I have definitely noticed that I’m reaping some great benefits. Far from tiring of it, my hunger to understand the Bible has deepened, as has my respect for it. There are countless passages and chapters that I had never read before, and there are numerous areas of life and experience that I never imagined the Bible would touch on or have any relevance for. I’ve become much clearer about what the Bible says about certain topics, and how well integrated it is, especially when read together as a whole.

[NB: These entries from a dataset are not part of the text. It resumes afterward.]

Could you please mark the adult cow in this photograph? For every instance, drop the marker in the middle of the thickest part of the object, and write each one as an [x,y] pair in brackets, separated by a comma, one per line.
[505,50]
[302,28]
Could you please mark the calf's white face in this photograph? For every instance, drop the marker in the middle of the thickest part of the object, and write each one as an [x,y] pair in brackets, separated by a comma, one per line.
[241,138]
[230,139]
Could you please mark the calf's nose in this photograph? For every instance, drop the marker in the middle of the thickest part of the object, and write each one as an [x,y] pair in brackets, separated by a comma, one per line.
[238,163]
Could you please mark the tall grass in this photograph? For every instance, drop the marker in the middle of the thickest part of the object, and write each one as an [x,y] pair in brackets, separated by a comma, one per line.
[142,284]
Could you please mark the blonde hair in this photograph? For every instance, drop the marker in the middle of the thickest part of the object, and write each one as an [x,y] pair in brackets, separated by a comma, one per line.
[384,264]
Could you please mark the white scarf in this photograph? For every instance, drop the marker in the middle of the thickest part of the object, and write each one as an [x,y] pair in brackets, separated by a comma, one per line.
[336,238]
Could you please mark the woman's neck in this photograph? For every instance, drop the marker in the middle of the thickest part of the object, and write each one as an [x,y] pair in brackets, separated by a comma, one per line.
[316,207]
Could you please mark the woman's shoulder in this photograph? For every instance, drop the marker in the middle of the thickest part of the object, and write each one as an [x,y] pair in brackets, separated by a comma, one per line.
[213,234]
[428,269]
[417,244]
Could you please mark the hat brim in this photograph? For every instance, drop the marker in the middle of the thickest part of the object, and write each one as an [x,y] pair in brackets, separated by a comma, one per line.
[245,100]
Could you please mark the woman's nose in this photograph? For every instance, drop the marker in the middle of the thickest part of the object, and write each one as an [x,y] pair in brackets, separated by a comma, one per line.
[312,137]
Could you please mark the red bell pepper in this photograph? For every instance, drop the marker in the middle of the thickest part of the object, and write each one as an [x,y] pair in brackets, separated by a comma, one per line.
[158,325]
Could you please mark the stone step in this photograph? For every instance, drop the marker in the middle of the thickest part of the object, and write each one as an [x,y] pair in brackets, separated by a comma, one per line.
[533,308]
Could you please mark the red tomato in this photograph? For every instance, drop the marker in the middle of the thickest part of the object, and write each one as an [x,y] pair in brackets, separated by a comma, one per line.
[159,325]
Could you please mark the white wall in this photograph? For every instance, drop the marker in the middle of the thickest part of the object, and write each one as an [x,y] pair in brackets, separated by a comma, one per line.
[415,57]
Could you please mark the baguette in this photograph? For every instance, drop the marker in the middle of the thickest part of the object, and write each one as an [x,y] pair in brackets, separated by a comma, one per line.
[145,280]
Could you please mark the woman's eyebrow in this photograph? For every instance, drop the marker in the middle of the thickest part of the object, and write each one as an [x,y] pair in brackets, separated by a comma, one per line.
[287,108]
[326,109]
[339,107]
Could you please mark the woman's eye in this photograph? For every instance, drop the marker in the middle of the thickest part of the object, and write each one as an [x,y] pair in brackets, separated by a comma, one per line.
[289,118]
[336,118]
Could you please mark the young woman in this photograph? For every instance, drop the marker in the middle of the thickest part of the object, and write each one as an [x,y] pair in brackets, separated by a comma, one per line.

I’ve got to know the cast of characters and people of faith so much better, and my understanding of God and how He relates to us has broadened immensely. I’ve been surprised by how clear it is and while I might struggle with what it says, and how to apply it to my life sometimes, it’s not half as confusing as people have suggested. When I get stuck, I pray and a couple of days later things ‘shake down’ and make better sense. I’ve discovered that its understanding doesn’t only belong to the theologians and church leaders, and that they don’t have any sort of monopoly on unlocking it’s wisdom, despite preaching it and studying it for a living. While their learning and insight can help me, there is no aspect of it that is off-limits as I read it for myself. Better still, perhaps I might contribute a thing or two to their understanding! And, far from feeling that my Bible project is over, it’s actually as if my adventure has only just begun.